Sim. Inclusive, durante o tratamento comportamental para insônia, alguns pacientes aproveitam para redecorar o quarto, retirando a televisão e substituindo por elementos que remetem ao sono.
É verdade que todos precisam dormir oito horas por dia?
O sono varia de pessoa para pessoa. A maioria da população se encaixa em uma curva que chamamos de "normal", no formato de um sino. Estatisticamente, o horário ideal para dormir seria entre 19h30 e 20h. No entanto, há pessoas que precisam de mais de oito horas e outras que funcionam bem com menos de sete, e isso não significa que sejam anormais. Grandes figuras da história dormiam muito pouco. A quantidade de sono ideal depende de como a pessoa se sente ao acordar e da sua funcionalidade ao longo do dia. Além do número de horas, também é importante o horário em que o sono começa. Com o excesso de luz e estímulos hoje em dia, esse início está cada vez mais tardio.

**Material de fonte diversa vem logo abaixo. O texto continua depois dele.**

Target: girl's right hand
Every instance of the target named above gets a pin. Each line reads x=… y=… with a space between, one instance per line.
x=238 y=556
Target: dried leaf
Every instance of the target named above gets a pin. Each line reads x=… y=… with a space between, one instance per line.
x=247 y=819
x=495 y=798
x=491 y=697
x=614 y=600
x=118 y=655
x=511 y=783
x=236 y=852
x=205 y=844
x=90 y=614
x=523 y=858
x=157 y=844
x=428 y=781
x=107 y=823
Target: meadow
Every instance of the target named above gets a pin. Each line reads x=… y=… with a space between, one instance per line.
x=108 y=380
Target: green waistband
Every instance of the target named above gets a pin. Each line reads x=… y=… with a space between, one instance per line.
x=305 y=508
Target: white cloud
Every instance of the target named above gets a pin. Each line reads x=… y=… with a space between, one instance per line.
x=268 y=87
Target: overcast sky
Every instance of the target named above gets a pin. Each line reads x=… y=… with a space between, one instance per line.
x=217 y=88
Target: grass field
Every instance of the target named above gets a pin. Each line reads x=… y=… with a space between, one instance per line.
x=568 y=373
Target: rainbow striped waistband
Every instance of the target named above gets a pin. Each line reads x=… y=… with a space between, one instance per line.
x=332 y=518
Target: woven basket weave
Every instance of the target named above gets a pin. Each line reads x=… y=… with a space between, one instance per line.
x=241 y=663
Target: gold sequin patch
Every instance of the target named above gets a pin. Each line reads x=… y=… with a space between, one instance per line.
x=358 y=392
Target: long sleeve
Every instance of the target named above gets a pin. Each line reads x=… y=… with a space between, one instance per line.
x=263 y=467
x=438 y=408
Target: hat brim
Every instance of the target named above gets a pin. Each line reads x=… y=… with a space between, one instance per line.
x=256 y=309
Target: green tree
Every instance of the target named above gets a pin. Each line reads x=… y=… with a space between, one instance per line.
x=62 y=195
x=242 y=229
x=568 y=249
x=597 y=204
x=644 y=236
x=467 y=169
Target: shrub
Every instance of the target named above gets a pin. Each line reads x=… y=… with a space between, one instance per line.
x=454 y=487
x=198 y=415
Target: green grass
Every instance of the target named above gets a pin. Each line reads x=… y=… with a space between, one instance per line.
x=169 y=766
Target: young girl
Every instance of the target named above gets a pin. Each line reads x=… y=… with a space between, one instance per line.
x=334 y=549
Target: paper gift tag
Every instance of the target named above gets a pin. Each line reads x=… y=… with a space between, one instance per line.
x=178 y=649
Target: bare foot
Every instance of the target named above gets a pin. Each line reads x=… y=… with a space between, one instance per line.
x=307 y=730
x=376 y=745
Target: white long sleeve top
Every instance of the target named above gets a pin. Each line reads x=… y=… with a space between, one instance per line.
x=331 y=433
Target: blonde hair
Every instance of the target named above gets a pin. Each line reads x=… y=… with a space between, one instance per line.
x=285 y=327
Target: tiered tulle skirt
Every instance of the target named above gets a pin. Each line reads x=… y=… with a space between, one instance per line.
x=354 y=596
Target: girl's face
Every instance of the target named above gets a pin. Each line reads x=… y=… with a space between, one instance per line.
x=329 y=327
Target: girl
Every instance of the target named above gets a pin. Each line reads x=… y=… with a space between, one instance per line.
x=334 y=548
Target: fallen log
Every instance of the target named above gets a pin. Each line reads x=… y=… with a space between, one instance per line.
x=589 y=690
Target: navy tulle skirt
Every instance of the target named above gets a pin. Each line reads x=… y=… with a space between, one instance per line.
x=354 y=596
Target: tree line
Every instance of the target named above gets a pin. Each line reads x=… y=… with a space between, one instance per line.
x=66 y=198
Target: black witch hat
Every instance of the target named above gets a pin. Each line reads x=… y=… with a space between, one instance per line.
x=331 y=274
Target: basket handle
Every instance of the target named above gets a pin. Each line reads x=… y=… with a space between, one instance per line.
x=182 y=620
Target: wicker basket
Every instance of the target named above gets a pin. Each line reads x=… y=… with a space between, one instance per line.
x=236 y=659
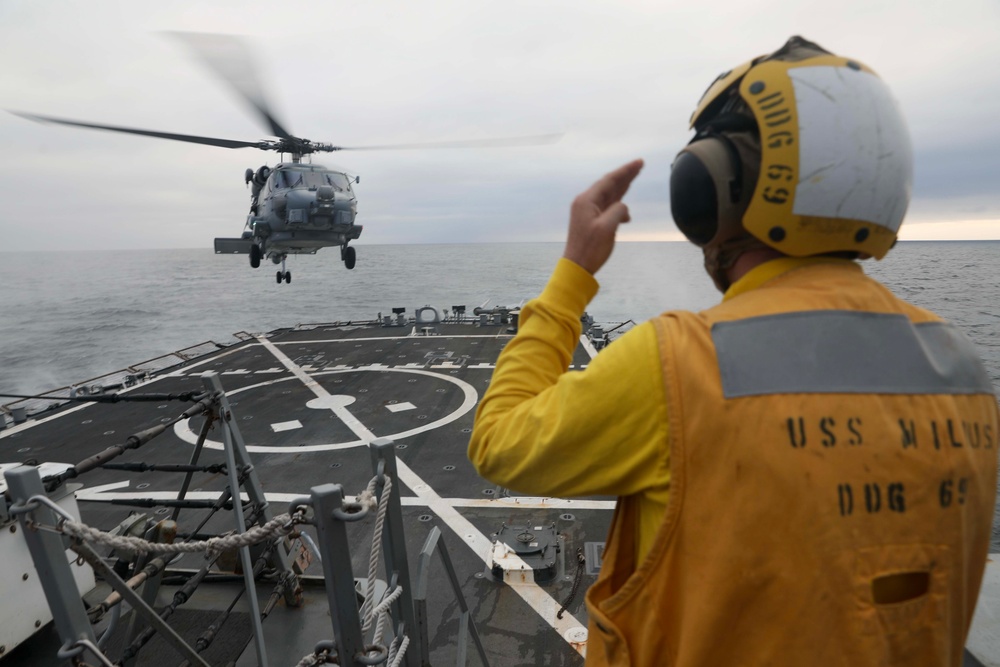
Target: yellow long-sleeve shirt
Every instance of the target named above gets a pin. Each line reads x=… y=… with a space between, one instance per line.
x=601 y=431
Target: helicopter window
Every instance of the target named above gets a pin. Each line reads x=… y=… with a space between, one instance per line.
x=338 y=181
x=290 y=179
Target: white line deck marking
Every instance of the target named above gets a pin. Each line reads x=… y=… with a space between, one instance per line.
x=531 y=593
x=286 y=426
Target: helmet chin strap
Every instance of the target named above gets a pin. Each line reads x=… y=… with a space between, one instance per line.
x=721 y=257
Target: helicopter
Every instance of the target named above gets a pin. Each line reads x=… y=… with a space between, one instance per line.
x=295 y=207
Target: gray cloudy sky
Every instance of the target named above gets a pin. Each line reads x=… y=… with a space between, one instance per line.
x=618 y=78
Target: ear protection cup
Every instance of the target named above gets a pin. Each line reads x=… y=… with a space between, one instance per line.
x=707 y=188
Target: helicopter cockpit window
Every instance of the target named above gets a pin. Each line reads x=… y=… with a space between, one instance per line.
x=338 y=181
x=294 y=178
x=289 y=178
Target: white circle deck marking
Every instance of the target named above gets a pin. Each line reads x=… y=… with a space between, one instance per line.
x=184 y=431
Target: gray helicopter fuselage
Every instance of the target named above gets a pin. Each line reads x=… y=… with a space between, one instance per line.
x=299 y=208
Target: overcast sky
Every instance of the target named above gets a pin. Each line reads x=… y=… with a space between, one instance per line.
x=619 y=79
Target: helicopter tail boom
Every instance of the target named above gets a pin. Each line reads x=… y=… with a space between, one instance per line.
x=233 y=246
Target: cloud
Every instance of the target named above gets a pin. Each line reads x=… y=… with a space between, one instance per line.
x=618 y=79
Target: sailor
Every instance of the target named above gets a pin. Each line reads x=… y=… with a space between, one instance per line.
x=806 y=472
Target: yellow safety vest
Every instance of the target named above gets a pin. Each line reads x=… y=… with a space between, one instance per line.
x=833 y=475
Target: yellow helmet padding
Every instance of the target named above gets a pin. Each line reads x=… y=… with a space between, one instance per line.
x=836 y=163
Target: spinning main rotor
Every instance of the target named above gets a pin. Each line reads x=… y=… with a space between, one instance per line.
x=228 y=58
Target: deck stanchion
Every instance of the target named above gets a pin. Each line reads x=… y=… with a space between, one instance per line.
x=394 y=544
x=48 y=551
x=327 y=503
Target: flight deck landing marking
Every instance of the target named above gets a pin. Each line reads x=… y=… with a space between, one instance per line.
x=337 y=403
x=535 y=596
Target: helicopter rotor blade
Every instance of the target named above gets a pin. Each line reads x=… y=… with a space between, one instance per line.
x=190 y=138
x=228 y=57
x=505 y=142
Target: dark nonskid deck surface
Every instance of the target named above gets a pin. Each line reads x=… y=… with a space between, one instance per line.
x=307 y=401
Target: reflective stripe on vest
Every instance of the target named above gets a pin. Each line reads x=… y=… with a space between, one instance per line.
x=837 y=351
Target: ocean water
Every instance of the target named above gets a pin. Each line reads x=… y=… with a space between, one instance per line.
x=67 y=317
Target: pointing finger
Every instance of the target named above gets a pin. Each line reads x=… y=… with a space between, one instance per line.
x=613 y=186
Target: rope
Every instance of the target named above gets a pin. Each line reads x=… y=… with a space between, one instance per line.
x=279 y=526
x=314 y=659
x=368 y=497
x=580 y=563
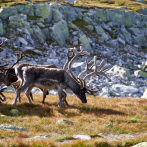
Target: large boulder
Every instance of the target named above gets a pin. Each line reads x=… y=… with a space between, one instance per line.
x=132 y=19
x=57 y=16
x=85 y=43
x=116 y=16
x=25 y=9
x=140 y=73
x=138 y=36
x=2 y=31
x=101 y=14
x=19 y=21
x=72 y=14
x=5 y=12
x=121 y=71
x=126 y=35
x=101 y=33
x=44 y=11
x=37 y=33
x=59 y=32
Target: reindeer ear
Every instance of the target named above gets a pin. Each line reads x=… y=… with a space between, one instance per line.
x=81 y=83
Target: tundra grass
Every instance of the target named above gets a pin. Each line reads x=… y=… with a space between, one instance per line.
x=106 y=4
x=114 y=116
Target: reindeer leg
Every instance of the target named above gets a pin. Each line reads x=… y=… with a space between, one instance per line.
x=64 y=98
x=60 y=89
x=3 y=97
x=44 y=95
x=16 y=86
x=28 y=92
x=18 y=91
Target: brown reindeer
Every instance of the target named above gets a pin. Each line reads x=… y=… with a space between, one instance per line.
x=60 y=79
x=10 y=78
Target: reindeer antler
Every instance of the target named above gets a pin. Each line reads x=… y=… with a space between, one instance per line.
x=93 y=72
x=18 y=59
x=2 y=43
x=73 y=57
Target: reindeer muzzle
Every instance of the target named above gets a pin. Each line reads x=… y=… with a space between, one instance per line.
x=84 y=101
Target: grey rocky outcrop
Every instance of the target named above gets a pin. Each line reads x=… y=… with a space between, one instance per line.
x=44 y=11
x=2 y=30
x=114 y=35
x=5 y=12
x=59 y=32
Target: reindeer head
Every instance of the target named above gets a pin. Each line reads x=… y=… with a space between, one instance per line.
x=93 y=70
x=5 y=72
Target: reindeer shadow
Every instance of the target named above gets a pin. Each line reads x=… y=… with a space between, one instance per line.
x=46 y=110
x=89 y=110
x=26 y=109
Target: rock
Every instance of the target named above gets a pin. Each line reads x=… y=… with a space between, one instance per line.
x=101 y=33
x=44 y=11
x=5 y=12
x=140 y=73
x=53 y=61
x=126 y=35
x=37 y=33
x=142 y=11
x=90 y=28
x=121 y=41
x=28 y=36
x=125 y=89
x=63 y=121
x=71 y=13
x=116 y=16
x=107 y=28
x=19 y=20
x=85 y=43
x=142 y=144
x=14 y=112
x=57 y=16
x=121 y=71
x=101 y=14
x=21 y=42
x=138 y=36
x=132 y=19
x=27 y=48
x=11 y=127
x=112 y=43
x=83 y=137
x=59 y=32
x=36 y=90
x=78 y=66
x=2 y=30
x=25 y=9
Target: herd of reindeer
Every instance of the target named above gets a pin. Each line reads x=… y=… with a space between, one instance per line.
x=24 y=77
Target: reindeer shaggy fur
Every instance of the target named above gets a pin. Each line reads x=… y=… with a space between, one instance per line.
x=50 y=78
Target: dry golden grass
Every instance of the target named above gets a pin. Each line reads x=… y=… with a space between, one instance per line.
x=130 y=4
x=126 y=115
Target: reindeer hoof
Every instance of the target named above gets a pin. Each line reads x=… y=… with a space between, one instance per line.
x=13 y=103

Qual é o melhor momento para começar a dormir?
O sono tem momentos ideais para acontecer, que se chamam bondes de sono. Um desses bondes costuma passar logo após o almoço; outro, por volta das 22h ou 23h. Por volta das 18h, temos um pico de produção de hipocretina, um neuro-hormônio que nos mantém em estado de alerta. Não por acaso, é nesse horário que ocorre o chamado happy hour nas cidades. É um horário que as pessoas estão mais alegres e atentas. Cada pessoa tem suas particularidades.
Como ficam os trabalhadores noturnos diante dessas orientações?
Essa é uma questão muito importante. Nós estamos causando problemas. Vivemos numa época em que é tecnicamente fácil dormir: temos analgésicos, abafadores de som e luz, recursos tecnológicos para criar um ambiente ideal. No entanto, nunca dormimos tão mal. A sociedade atual é pautada pela produtividade, o valor está no que você faz, não no que você é. Muitas pessoas estão trocando o sono por outras atividades, e isso tem gerado consequências sérias para a saúde.
Quais são as consequências de acordar tarde?
Nosso cérebro tem um relógio biológico que controla o nosso sono e a nossa vigília, e o controle hormonal está diretamente ligado a isso. O hormônio do crescimento, por exemplo, atinge seu pico por volta da meia-noite, desde que a pessoa esteja em sono profundo. O cortisol, hormônio ligado à disposição e à imunidade, tem seu pico por volta das 8h da manhã, desde que a pessoa esteja acordada. Quando alguém acorda muito tarde, esse ciclo hormonal é desregulado, o que pode afetar diversas funções do organismo.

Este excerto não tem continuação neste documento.